For this answer I'll be using this as my sample input:
Hello, my ;name is Holmes.
This is a test, of a question on SO.
Holmes, again.
When I'm writing a script for the first time, I find it really helpful to DESCRIBE
and DUMP
each step with some sample data so I know exactly what is happening. Doing that with your script shows:
A = load './SherlockHolmes.txt' using PigStorage(' ');
-- Schema for A unknown.
-- (Hello,,my,name,is,Holmes.)
-- (This,is,a,test,,of,a,question,on,SO.)
-- (Holmes,,again.)
So the output from A
is a 'tuple' (really it is a schema) with an unknown number of values. Generally, if you don't know how may values are in a tuple, you should use a bag instead.
B = foreach A generate FLATTEN(REGEX_EXTRACT_ALL(LOWER((chararray)$0),'([A-Za-z]+)')) as word;
-- B: {word: bytearray}
-- ()
-- (this)
-- ()
When you use $0
you are referring not to all of the words in the schema, but rather the first word. So you are only applying the LOWER
and REGEX_EXTRACT_ALL
to the first word. Also, note that the FLATTEN
operator is being done on a tuple, with does not produce the output that you want.
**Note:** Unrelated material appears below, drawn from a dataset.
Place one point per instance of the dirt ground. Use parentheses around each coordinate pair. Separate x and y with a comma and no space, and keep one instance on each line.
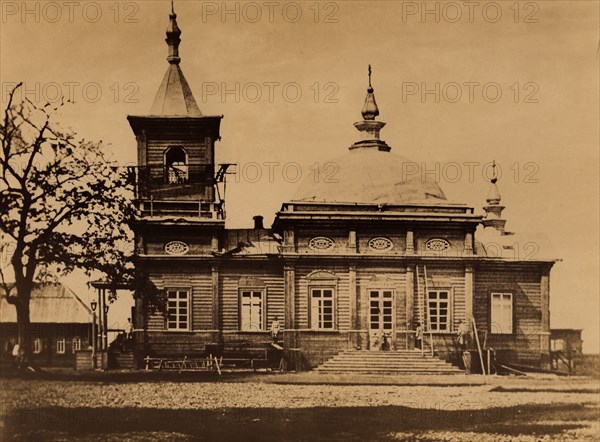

You want to FLATTEN
a bag.
C
, D
, and E
all should work as you expect, so it all about massaging the data to get into a format that they can use.
Knowing this, you can do it like this:
-- Load in the line as a chararray so that TOKENIZE can convert it into a bag
A = load './tests/sh.txt' AS (foo:chararray);
B1 = FOREACH A GENERATE TOKENIZE(foo, ' ') AS tokens: {T:(word: chararray)} ;
-- Output from B1:
-- B1: {tokens: {T: (word: chararray)}}
-- ({(Hello,),(my),(;name),(is),(Holmes.)})
-- ({(This),(is),(a),(test,),(of),(a),(question),(on),(SO.)})
-- ({(Holmes,),(again.)})
-- Now inside a nested FOREACH we apply the appropriate transformations.
B2 = FOREACH B1 {
-- Inside a nested FOREACH you can go over the contents of a bag
cleaned = FOREACH tokens GENERATE
-- The .*? are needed to capture the leading and trailing punc.
FLATTEN(REGEX_EXTRACT_ALL(LOWER(word),'.*?([a-z]+).*?')) as word ;
-- Cleaned is a bag, so when we FLATTEN it we get one word per line
GENERATE FLATTEN(cleaned) ;
}
So now the output of B2
is:
B2: {cleaned::word: bytearray}
(hello)
(my)
(name)
(is)
(holmes)
(this)
(is)
(a)
(test)
(of)
(a)
(question)
(on)
(so)
(holmes)
(again)
Which, when feed into C
, D
, and E
, will give the desired output.
Let me know if you need me to clarify anything.